You have the right to have your physician amend your protected health information. This means you may request an amendment of protected health information about you in a designated record set for as long as Tennessee Oncology maintains this information. In certain cases, we may deny your request for an amendment. If Tennessee Oncology denies your request for an amendment, you have the right to file a statement of disagreement with Tennessee Oncology and we may prepare a rebuttal to your statement and will provide you with a copy of any such rebuttal. Please contact our privacy officer to determine if you have questions about amending your medical record.

You have the right to receive an accounting of certain disclosures Tennessee Oncology has made, if any, of your protected health information. This right applies to disclosures for purposes other than treatment, payment or healthcare operations as described in this notice of privacy practices. It excludes disclosures we may have made for you, for a facility directory, to family members or friends involved in your care, or for notification purposes. You have the right to receive specific information regarding these disclosures that occur on or after April 14, 2003. You may request a shorter timeframe. The right to receive this information is subject to certain exceptions, restrictions and limitations.

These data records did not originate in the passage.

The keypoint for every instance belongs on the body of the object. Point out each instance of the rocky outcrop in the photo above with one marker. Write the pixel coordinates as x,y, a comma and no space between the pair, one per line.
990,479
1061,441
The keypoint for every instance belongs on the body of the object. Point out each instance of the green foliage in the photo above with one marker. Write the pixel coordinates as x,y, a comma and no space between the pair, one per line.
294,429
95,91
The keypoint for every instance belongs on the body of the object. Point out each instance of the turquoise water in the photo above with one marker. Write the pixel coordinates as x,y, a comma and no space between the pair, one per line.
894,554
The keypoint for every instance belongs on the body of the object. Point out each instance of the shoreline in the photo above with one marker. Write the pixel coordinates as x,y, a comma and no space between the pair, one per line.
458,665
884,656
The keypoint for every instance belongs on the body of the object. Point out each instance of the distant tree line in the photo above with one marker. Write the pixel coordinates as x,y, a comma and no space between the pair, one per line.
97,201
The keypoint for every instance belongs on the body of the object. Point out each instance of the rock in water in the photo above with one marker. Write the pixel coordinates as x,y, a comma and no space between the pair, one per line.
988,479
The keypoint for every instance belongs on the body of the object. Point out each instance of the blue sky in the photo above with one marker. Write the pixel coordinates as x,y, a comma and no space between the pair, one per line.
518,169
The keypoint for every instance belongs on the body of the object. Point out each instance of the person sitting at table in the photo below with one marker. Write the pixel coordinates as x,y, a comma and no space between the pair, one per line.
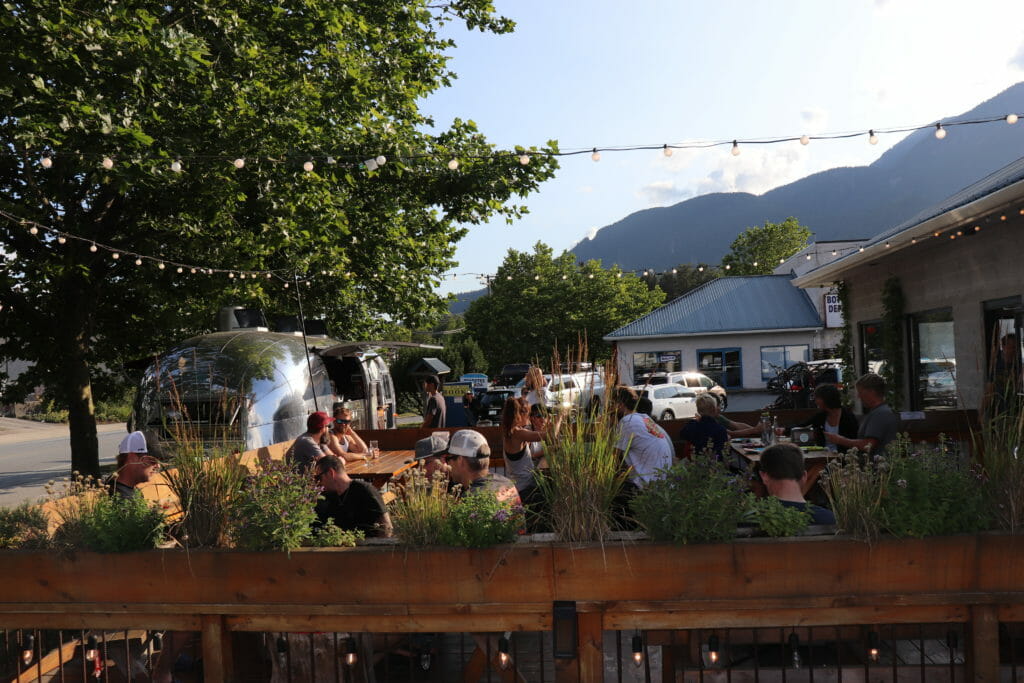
306,450
469,456
781,470
342,439
431,452
834,419
352,504
705,434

You have the right to obtain a paper copy of this notice of privacy practices at anytime from Tennessee Oncology.

Complaints:
You have the right to file complaint with Tennessee Oncology and or to the Secretary of Health and Human Services if you believe we have violated your privacy rights. You may file a complaint with us by notifying our privacy officer of your compliant. We will not retaliate against you for filing a complaint.

You may contact the Tennessee Oncology privacy officer via the following means;
Tennessee Oncology
Attn: Privacy Officer
Edward T. Augustine
776 Weatherly Drive
Clarksville, TN 37043

Telephone #: 931-906-2004, FAX #: 931-906-2009

E-mail: eaugustine@tnonc.com

This notice was published and became effective 1 January, 2003.
Reviewed: 01/01/2005/ 01/01//200701/01/2008, 01/01/2010, 01/01/2011/ 01/01/2012/01/01/2013, 01/01/2015.